We are on this bizarre spot because it affords the cameras a decent view of the Gleneagles hotel sign and because, in 18 days time, nobody present will be allowed anywhere near it, which is pretty much what they are here to complain about.
Tariq Ali, the veteran radical, helpfully suggests that if the G8 leaders don't want protesters near their summits they should hold them on » submarines, aircraft carriers or space stations «, while Aamer Anwar, the human rights solicitor and pro-am, all-purpose moaner, scatters claims that everything in the world is a flagrant breach of everything else.
It's left to Gill Hubbard to represent the voice of sobriety and reason, or its closest approximation. As the spokeswoman of G8 Alternatives, Hubbard is the public face of Perthshire protest, the militant peacemaker whose job is to quell fears of anarchist uprising and insist that next month her confrères will overcome, but in the nicest way possible.

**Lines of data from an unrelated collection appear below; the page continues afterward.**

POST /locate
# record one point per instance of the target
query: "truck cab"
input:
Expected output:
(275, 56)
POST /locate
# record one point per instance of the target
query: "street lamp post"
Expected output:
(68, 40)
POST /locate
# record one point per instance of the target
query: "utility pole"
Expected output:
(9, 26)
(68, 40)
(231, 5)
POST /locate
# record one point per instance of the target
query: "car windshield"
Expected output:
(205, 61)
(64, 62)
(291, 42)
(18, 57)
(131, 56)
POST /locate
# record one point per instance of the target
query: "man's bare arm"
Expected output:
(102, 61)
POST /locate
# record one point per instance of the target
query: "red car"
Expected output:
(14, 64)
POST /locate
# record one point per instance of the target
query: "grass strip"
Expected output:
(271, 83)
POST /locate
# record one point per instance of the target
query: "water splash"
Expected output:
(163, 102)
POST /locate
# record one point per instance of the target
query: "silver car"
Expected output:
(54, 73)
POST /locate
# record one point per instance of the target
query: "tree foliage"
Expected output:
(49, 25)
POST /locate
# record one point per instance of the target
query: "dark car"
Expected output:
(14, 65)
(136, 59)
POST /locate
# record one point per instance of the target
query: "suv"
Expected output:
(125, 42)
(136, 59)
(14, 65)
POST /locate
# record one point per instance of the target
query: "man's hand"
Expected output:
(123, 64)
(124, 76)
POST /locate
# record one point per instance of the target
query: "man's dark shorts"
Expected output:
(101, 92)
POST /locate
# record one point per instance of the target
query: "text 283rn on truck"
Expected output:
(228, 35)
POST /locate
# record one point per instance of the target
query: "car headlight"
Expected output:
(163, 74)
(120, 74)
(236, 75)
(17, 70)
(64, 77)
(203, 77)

» It's not just that we like putting one foot in front of another, « she says. » It's part of our tradition. We've always had to march. From the suffragettes to Martin Luther King, we've always marched. It's a libertarian issue now. If they tell us we can't march at Gleneagles they're depriving us of a basic human right. «
Originally from Leicestershire, Hubbard, 40, came to Scotland eight years ago to take up a health research post at Edinburgh University. She was politicised in the mid-1980s when the miners' strike tore apart communities like the one in which she'd grown up. She fits campaigning around her day job, booking her holiday to coincide with the Gleneagles summit.
Despite being a member of the Scottish Socialist party, Hubbard is keen to come over as a new type of protester. She wants to be seen as reasonable and articulate. She wants to convince people that the mainstream is on the cusp of reshaping its ideas about social and global responsibility and that groups such as G8 Alternatives will soon be articulating the consensus rather than the margins.

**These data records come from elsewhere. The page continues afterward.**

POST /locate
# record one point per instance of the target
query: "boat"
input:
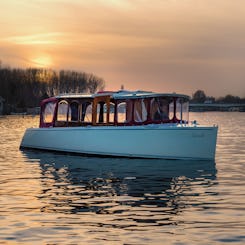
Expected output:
(134, 124)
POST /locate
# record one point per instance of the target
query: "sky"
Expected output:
(160, 45)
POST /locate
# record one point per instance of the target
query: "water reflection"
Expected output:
(74, 184)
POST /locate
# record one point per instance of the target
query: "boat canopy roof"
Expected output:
(121, 94)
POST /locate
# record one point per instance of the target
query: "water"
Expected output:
(48, 198)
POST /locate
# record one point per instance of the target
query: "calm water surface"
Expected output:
(48, 198)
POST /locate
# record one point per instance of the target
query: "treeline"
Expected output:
(200, 97)
(23, 88)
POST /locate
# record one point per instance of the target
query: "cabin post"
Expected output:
(174, 118)
(115, 113)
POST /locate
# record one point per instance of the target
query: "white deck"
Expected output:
(150, 141)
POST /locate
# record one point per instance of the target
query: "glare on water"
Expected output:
(52, 198)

Even so, you wonder from where the G8 obsession derives. It's Hubbard's contention that eight nations are running the world in a shambolic, criminally inequitable way. What gives her organisation the chutzpah to think it knows better? » Because we have empirical evidence that the neoliberal strategy to privatise the developing world doesn't work, « she says with the moral certainty normally reserved for the goddess of anti-capitalism, Naomi Klein. » Poverty has become worse in the last 50 years under the G8 strategy, global instability has increased, world health has declined and the environment has never been in worse shape. The situation is complex but our demands are simple: drop Africa's debt, for one. «
But they have; so why continue with a G8 protest? » It's good that they've done that, « she says, » but it's not enough. It's for only 18 countries. It's a pitiful amount compared with America's defence budget. «
Hubbard's acolytes arrive and order tea in Gleneagles' horrifyingly pricey bar. When they depart, they leave a bill of 40 for me to deal with. Hubbard may be the acceptable face of anti-globalist protest but it's reasuring to know that G8 Alternatives maintains a consistent attitude to debt relief.